Good example of essay on the constitutional convention

The Constitutional Convention was one of the major political events in the history of the United States of America. It took place in Philadelphia from May 23 to September 17 of 1787 where delegates met to brainstorm on the weak links in the central government that were present under the Articles of Confederation. The remarkable Convention is largely known to have been the brainchild of the present US Constitution, a constitution that has made USA the most admired and stable democracies globally. The delegates met to amend the Articles of Confederation that presented a wide variety of challenges to the federal system of government. For instance, the federal governments were not able to pass or enforce individual legislation that protected their foreign interests. The Annapolis Convention of 1786 took the role of sending invitations to delegates from all the states. However, only Rhode Island failed to send a delegate. The 74 state legislatures chose their deputies to represent them, but only 55 participated in the proceedings.

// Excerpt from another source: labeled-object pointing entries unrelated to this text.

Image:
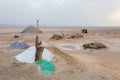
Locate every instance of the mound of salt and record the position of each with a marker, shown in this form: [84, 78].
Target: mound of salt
[28, 55]
[19, 45]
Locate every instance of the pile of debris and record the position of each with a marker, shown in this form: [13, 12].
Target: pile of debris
[19, 45]
[28, 56]
[75, 36]
[56, 37]
[94, 45]
[30, 29]
[60, 37]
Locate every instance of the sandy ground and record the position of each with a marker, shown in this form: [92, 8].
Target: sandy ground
[74, 64]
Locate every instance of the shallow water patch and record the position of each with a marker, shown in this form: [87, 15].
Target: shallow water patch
[46, 67]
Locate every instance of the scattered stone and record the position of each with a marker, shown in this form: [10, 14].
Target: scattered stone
[19, 45]
[94, 45]
[56, 37]
[30, 29]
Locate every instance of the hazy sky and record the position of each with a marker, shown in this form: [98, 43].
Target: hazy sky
[61, 12]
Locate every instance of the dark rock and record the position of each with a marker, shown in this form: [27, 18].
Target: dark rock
[94, 45]
[75, 36]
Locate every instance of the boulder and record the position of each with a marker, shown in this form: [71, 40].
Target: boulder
[94, 45]
[75, 36]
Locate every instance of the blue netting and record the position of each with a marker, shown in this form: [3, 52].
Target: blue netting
[46, 67]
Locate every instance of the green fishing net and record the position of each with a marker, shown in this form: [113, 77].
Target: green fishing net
[46, 67]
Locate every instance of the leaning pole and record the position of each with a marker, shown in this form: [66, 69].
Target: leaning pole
[38, 44]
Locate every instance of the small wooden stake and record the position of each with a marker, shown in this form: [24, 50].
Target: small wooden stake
[39, 49]
[38, 45]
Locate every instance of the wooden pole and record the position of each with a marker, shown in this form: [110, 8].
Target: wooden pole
[38, 45]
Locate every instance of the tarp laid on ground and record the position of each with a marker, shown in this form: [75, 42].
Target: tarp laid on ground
[19, 45]
[28, 55]
[47, 67]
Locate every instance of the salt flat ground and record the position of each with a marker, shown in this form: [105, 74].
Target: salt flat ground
[73, 64]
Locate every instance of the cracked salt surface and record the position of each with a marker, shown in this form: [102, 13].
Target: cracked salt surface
[69, 47]
[28, 55]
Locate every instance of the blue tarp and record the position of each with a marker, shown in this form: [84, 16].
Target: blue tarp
[19, 45]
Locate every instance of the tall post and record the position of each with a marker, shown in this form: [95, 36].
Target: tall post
[37, 28]
[38, 45]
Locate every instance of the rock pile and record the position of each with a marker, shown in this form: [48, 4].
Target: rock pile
[94, 45]
[75, 36]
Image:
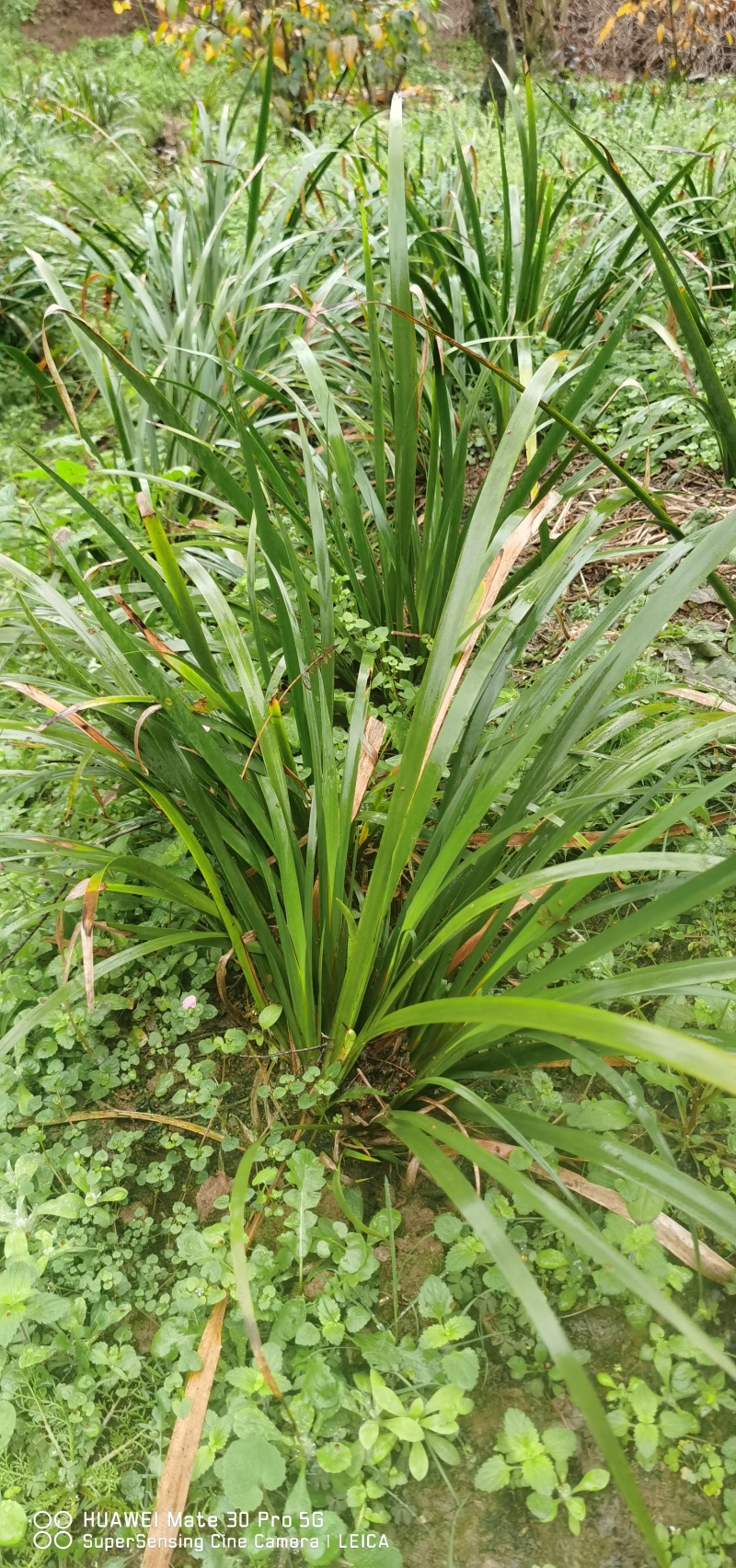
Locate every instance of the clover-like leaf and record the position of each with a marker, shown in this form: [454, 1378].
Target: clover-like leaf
[593, 1481]
[542, 1505]
[335, 1457]
[247, 1468]
[493, 1476]
[435, 1299]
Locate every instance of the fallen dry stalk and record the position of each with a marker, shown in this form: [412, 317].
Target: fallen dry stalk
[176, 1476]
[669, 1232]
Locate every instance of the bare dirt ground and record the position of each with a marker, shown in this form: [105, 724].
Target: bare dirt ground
[60, 24]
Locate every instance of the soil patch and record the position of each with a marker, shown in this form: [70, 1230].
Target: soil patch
[60, 24]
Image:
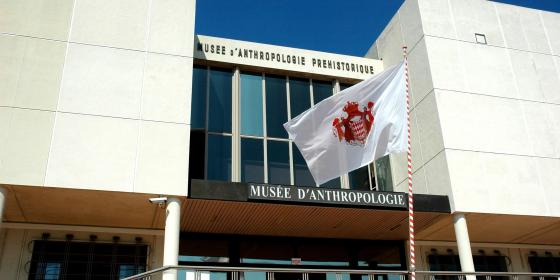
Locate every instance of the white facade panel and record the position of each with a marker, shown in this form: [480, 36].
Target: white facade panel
[121, 24]
[25, 149]
[102, 81]
[38, 18]
[93, 152]
[495, 183]
[171, 28]
[166, 88]
[163, 158]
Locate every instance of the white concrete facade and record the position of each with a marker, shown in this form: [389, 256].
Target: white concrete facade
[485, 117]
[96, 94]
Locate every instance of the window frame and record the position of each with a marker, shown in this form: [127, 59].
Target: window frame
[236, 134]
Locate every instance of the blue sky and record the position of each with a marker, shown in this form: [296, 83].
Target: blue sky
[338, 26]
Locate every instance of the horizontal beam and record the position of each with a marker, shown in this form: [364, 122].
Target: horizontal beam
[54, 227]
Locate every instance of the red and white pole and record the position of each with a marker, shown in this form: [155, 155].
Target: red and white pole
[409, 161]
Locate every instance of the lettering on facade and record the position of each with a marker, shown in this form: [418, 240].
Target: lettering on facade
[329, 196]
[255, 55]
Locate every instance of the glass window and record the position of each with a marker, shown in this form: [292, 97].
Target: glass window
[198, 106]
[544, 264]
[252, 160]
[251, 105]
[359, 179]
[302, 176]
[334, 183]
[344, 86]
[278, 162]
[300, 98]
[219, 158]
[219, 114]
[321, 91]
[384, 180]
[276, 106]
[86, 260]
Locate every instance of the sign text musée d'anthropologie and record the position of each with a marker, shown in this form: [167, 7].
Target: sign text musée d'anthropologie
[277, 57]
[327, 196]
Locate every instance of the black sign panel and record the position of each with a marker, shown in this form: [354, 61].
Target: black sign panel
[326, 196]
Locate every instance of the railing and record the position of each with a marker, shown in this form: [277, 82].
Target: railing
[182, 272]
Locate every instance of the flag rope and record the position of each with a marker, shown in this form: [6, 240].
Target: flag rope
[409, 162]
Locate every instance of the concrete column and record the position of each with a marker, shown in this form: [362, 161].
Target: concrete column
[3, 195]
[463, 244]
[171, 236]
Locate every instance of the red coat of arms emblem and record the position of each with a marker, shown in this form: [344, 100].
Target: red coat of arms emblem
[355, 127]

During the Convention, the assembly came up with the idea of making changes to the Articles of Confederation to set a new type of government. However, sharp divisions emerged from the delegates. Delegates from larger states differed with delegates from smaller over the distribution of representation. Delegates from the larger states led by Edmund Randolph proposed a bicameral legislature where each state’s representation was on the basis of its wealth or population. The plan recommended a strong national government including the power to legislate in cases where the States involved were incompetent. It also proposed a National Council of Revision that would possess the power over the state legislatures.
On the other hand, the delegates from the smaller states came up with a suggestion that offered equal representation in the Congress. The delegates openly opposed the provisions provided by the delegates from the larger states. However, as the discussions continued, neither of the two factions was willing to compromise. In the midst of the proceedings, some of the delegates proposed a bicameral legislature where the lower house would have proportional representation while there would be equal representation of states in the upper house. All delegates in the convention approved the new proposal. The final agreement led to the creation of a two-chamber legislature consisting of the Senate and the House of Representatives. The delegates further debated on the means of electing a president and finally settled on the Electoral College.

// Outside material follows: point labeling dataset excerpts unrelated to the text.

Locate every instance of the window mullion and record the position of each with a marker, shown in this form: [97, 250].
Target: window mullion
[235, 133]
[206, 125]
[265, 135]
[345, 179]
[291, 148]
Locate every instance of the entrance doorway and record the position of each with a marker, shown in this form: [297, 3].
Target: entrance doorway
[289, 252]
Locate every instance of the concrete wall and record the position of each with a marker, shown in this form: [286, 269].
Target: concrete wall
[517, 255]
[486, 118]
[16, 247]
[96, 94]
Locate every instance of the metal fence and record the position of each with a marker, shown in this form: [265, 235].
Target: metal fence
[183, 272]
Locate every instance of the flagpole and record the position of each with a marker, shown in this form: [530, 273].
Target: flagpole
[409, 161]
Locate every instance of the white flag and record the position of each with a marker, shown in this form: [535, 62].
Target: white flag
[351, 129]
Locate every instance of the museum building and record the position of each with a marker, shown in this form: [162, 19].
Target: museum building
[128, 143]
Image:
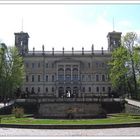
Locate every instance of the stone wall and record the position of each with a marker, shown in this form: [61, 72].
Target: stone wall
[70, 110]
[131, 109]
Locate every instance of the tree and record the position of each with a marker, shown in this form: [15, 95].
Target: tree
[11, 71]
[118, 69]
[129, 41]
[125, 66]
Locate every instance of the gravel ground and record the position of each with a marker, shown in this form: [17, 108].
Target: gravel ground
[12, 132]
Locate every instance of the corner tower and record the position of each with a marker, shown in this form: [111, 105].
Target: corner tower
[114, 40]
[21, 42]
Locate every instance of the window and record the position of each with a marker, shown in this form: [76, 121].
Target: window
[97, 77]
[52, 65]
[47, 65]
[83, 77]
[89, 77]
[83, 89]
[52, 78]
[103, 89]
[52, 89]
[27, 65]
[103, 77]
[46, 89]
[38, 78]
[89, 89]
[46, 78]
[97, 64]
[26, 89]
[27, 78]
[32, 91]
[97, 89]
[39, 65]
[33, 78]
[38, 89]
[109, 89]
[33, 65]
[88, 65]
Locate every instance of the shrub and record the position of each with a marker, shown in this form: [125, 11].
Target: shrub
[18, 112]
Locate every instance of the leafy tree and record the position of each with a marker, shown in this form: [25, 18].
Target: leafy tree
[118, 69]
[125, 66]
[11, 71]
[129, 41]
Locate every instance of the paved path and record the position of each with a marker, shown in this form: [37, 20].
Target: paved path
[12, 132]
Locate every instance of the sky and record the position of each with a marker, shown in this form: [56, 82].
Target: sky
[67, 25]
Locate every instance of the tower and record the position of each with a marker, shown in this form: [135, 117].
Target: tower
[114, 40]
[21, 42]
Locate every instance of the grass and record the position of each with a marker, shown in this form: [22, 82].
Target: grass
[113, 119]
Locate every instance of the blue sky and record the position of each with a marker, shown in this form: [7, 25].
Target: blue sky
[63, 25]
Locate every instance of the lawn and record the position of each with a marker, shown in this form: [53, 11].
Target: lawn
[113, 119]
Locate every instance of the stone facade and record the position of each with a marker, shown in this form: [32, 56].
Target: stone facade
[55, 73]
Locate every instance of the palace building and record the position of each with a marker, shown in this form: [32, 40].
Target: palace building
[56, 73]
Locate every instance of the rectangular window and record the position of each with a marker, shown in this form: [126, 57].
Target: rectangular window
[33, 65]
[39, 65]
[52, 78]
[103, 77]
[83, 89]
[88, 65]
[38, 78]
[89, 77]
[97, 89]
[33, 78]
[38, 89]
[89, 89]
[26, 89]
[103, 89]
[83, 77]
[46, 78]
[52, 65]
[46, 89]
[97, 77]
[47, 65]
[52, 89]
[27, 65]
[27, 78]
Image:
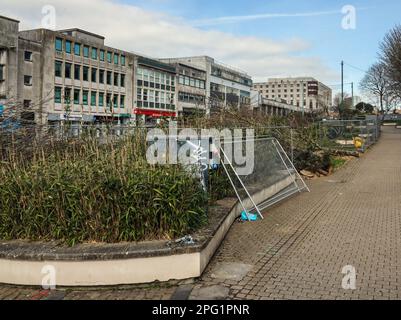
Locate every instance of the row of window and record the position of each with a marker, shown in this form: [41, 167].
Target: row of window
[156, 77]
[92, 52]
[96, 75]
[284, 90]
[283, 96]
[81, 97]
[152, 85]
[152, 105]
[191, 98]
[261, 86]
[192, 82]
[2, 68]
[155, 96]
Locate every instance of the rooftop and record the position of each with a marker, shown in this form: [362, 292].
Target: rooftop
[68, 31]
[7, 18]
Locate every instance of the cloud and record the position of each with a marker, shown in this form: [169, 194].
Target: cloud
[159, 35]
[236, 19]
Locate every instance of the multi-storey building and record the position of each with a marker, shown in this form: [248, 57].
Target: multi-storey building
[73, 76]
[8, 61]
[155, 90]
[304, 93]
[225, 86]
[191, 88]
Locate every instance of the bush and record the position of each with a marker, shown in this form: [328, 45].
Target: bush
[83, 191]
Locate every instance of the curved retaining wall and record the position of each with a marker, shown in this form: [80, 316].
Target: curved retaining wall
[94, 265]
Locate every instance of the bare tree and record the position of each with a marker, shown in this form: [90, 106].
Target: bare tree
[377, 82]
[391, 57]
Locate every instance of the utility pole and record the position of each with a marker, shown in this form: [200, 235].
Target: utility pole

As the events ensued, all the delegates came to an understanding that the situation called for an urgent action. The world was closely watching the proceedings to cast doom on the future of the USA. All the delegates agreed that the central government needed more strength to take actions like enforcing laws and levying and collecting taxes without interference from the state governments. Both factions also believed that the government had to be founded on consent, and the rights of the governed needed adequate protection. Even though these two fundamental principles brought sharp divisions, the delegates reflected on the character of the new government and set aside their differences to come up with the constitution.

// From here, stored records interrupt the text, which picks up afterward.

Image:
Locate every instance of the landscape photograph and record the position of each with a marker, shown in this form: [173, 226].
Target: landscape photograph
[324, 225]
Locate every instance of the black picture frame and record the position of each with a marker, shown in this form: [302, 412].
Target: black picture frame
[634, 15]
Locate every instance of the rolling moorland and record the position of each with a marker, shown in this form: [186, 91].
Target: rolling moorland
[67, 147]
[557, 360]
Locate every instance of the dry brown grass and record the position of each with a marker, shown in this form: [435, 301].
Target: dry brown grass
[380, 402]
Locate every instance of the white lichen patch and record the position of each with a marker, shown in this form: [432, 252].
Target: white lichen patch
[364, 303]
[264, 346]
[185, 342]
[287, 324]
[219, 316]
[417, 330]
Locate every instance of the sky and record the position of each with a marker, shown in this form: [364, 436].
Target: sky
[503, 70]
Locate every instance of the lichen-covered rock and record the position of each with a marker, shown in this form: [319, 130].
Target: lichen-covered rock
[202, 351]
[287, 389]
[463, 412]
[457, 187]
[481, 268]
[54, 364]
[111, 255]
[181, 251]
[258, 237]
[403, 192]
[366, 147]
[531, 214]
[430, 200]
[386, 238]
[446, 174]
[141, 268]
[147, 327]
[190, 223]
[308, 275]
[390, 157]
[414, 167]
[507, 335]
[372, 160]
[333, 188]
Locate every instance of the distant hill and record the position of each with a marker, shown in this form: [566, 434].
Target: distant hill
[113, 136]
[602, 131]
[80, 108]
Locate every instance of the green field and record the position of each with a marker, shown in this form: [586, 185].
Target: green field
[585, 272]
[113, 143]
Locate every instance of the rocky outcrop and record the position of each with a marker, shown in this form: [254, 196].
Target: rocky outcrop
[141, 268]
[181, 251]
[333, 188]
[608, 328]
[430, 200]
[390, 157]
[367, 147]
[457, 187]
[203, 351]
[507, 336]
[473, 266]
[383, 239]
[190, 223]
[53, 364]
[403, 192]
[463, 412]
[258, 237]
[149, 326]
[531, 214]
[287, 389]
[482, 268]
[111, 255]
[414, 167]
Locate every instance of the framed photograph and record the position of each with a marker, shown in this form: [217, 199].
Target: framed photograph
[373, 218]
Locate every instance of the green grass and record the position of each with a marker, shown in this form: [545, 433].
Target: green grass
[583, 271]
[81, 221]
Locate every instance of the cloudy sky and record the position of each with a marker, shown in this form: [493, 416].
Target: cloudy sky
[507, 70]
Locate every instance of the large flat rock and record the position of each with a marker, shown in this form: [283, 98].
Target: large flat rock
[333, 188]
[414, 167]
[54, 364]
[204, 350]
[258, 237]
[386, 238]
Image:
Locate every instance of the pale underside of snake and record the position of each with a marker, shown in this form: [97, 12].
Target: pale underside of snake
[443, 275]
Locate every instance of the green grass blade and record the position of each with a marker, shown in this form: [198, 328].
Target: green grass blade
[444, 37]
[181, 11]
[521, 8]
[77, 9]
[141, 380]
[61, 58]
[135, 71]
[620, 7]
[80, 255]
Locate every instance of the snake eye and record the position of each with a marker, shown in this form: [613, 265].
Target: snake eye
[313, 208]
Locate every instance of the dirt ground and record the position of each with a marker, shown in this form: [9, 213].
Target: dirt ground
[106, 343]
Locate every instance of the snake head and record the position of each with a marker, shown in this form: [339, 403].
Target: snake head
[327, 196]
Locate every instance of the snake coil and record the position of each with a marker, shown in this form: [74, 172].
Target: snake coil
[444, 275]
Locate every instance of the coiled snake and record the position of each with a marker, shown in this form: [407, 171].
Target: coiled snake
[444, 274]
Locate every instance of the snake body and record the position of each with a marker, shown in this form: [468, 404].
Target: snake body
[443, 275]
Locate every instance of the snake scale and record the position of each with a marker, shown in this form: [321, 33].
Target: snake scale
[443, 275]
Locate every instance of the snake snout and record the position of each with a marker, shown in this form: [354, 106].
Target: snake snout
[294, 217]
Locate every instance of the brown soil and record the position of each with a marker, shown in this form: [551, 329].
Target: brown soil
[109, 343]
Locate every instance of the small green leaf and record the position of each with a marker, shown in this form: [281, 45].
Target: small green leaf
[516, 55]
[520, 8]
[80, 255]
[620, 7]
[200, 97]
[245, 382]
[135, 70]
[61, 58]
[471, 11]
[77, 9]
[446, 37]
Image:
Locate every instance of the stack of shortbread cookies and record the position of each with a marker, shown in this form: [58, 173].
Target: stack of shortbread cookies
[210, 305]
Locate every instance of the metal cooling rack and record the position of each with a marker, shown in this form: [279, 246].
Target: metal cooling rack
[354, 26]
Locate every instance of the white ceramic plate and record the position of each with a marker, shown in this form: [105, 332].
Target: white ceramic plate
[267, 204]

Political conflict and compromise is an intriguing yet interesting topic when looking at the history of the US Constitution. While there existed different political opinions among different delegates from the larger and smaller states, eventually, there had to be an agreement. Political conflict and compromise are closely related in that for a compromise requires divergent political views as seen in the Constitutional Convention. It was the result of the political conflict that brought about compromises that created the most celebrated constitution in the world.